Saturday, 7th June, 2014

First National Proprietor Zeta Bennett in front of the defunct Club Legion, due to go up for commercial sale shortly. PICTURE: Nick Gibbs First National Proprietor Zeta Bennett in front of the defunct Club Legion, due to go up for commercial sale shortly. PICTURE: Nick Gibbs

By Nick Gibbs

After closing its doors for the final time three months ago, the Club Legion site is due to hit the commercial market in a matter of weeks.

An invitation to submit a marketing appraisal was offered to a number of local real estate agents before BH First National was appointed by administration firm PKF Lawler.

First National Proprietor Zeta Bennett said the property would be sold via a tender process, allowing interested parties the opportunity to conduct building inspections and market research prior to making an offer.

Ms Bennett said current market conditions and the unique nature of the building made it difficult to predict how much attention it would generate, but was hopeful possible buyers would identify its value.

“Look I hope so, it’s hard to say,” she said, listing a commercial function centre or office space as lending themselves to the lay out.

“I don’t think it will be another club.”

First National will begin marketing the property following an asset clearing auction expected shortly.
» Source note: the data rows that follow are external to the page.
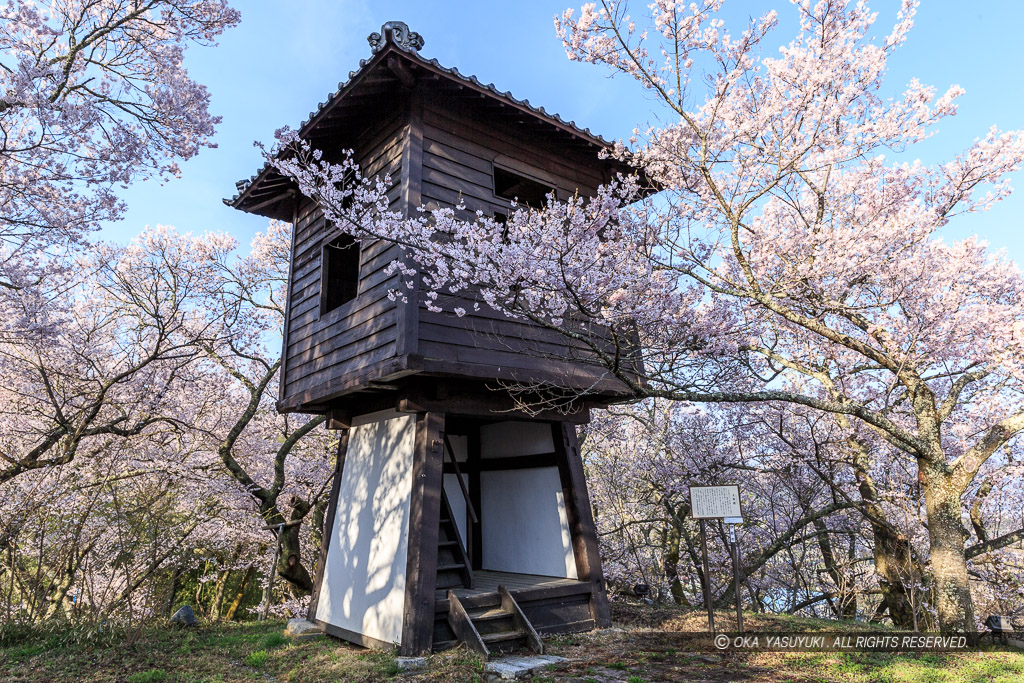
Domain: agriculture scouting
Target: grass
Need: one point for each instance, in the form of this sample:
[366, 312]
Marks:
[643, 649]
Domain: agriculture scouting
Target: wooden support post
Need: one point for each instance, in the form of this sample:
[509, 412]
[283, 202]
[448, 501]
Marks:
[704, 552]
[581, 519]
[735, 580]
[424, 518]
[328, 530]
[473, 469]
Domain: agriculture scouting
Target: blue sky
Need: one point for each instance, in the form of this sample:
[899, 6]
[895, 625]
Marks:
[286, 56]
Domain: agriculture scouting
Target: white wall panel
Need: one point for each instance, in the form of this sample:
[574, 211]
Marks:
[364, 586]
[524, 527]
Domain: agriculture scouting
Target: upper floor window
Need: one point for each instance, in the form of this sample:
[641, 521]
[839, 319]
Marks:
[340, 272]
[512, 185]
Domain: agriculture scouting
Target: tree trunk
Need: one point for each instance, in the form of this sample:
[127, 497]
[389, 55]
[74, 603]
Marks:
[672, 564]
[893, 558]
[290, 565]
[240, 594]
[218, 595]
[945, 530]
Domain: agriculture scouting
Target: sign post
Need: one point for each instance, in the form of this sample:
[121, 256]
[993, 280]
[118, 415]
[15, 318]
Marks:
[718, 503]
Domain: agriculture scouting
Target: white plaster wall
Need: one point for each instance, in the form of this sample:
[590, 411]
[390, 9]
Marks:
[523, 524]
[364, 586]
[503, 439]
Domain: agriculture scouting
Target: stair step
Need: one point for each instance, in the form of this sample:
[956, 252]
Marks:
[443, 644]
[503, 636]
[489, 613]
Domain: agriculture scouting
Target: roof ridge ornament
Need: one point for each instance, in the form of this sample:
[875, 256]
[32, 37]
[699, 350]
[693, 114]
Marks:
[397, 33]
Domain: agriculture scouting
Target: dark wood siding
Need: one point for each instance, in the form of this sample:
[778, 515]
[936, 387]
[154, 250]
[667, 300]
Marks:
[461, 146]
[361, 333]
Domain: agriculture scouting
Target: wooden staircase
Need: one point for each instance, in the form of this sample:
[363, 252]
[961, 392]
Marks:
[492, 623]
[454, 568]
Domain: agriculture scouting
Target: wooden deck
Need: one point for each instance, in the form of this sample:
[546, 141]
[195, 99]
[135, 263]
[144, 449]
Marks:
[552, 604]
[487, 582]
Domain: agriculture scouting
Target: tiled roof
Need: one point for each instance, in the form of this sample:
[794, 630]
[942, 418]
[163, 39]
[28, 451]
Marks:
[390, 45]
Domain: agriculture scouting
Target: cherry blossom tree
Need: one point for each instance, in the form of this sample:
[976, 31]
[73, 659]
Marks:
[94, 96]
[793, 252]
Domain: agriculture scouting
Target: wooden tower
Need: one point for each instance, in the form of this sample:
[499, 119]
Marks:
[453, 516]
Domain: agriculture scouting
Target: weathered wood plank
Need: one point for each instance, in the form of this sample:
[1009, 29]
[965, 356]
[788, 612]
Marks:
[581, 518]
[328, 530]
[424, 516]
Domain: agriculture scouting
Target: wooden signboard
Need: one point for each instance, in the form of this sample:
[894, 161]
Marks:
[715, 502]
[718, 503]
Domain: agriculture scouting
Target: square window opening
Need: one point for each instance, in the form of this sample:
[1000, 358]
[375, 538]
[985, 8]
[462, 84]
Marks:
[340, 274]
[511, 185]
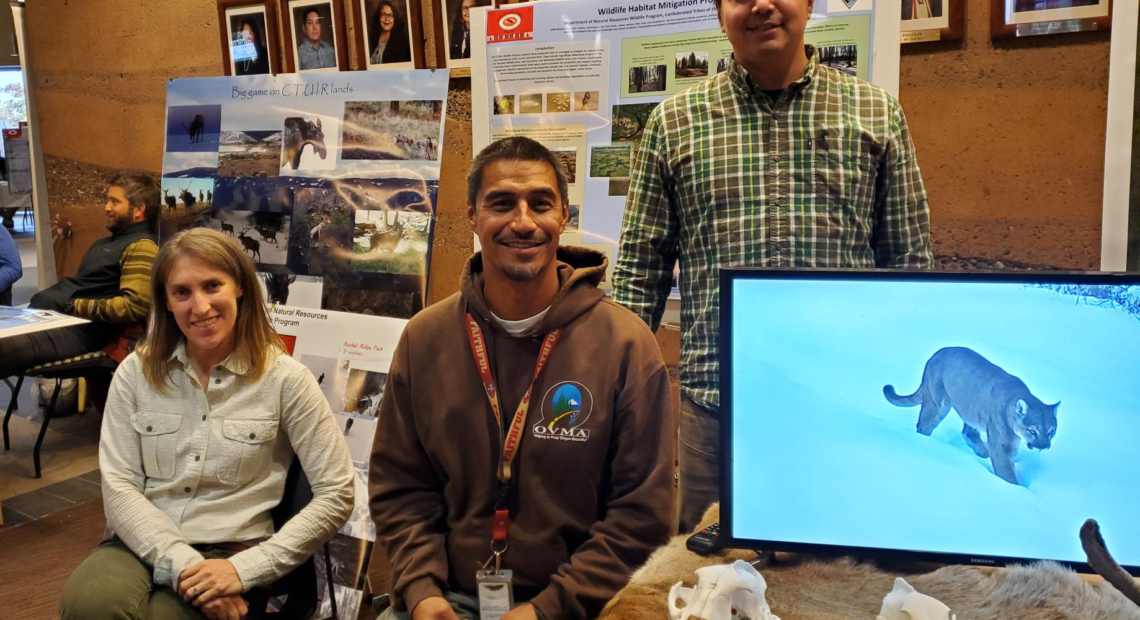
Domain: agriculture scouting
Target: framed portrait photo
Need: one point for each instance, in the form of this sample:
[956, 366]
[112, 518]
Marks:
[933, 21]
[388, 34]
[456, 30]
[1023, 17]
[315, 39]
[249, 37]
The real estate agent has featured a number of commercial and industrial properties locally, with the sale of the Palace Hotel around two years ago showing the most parallels with the Legion project.

The total land spans over 3700 square metres including the beer garden and car park, and comprises features such as a full commercial kitchen, auditorium, bar and bistro as well as multiple bathroom facilities.

Ms Bennett said the administrator would have final say on whether to accept or decline any offers received, but felt stakeholders would want the sale to take place as quickly and efficiently as possible.

“It has to be sold, let’s face it,” she said.

It is not believed the building is subject to heritage restrictions

“I don’t think that will factor,” Ms Bennett said.

“Of course, any future use will be subject to council approval,” she said.

She said the sale of the Broken Hill icon was unfortunate, but it was not possible to keep running an unviable commercial venture.

“It’s a sign of the times,” she said.

Club Legion first opened in the city in 1947, catering for returned servicemen and women.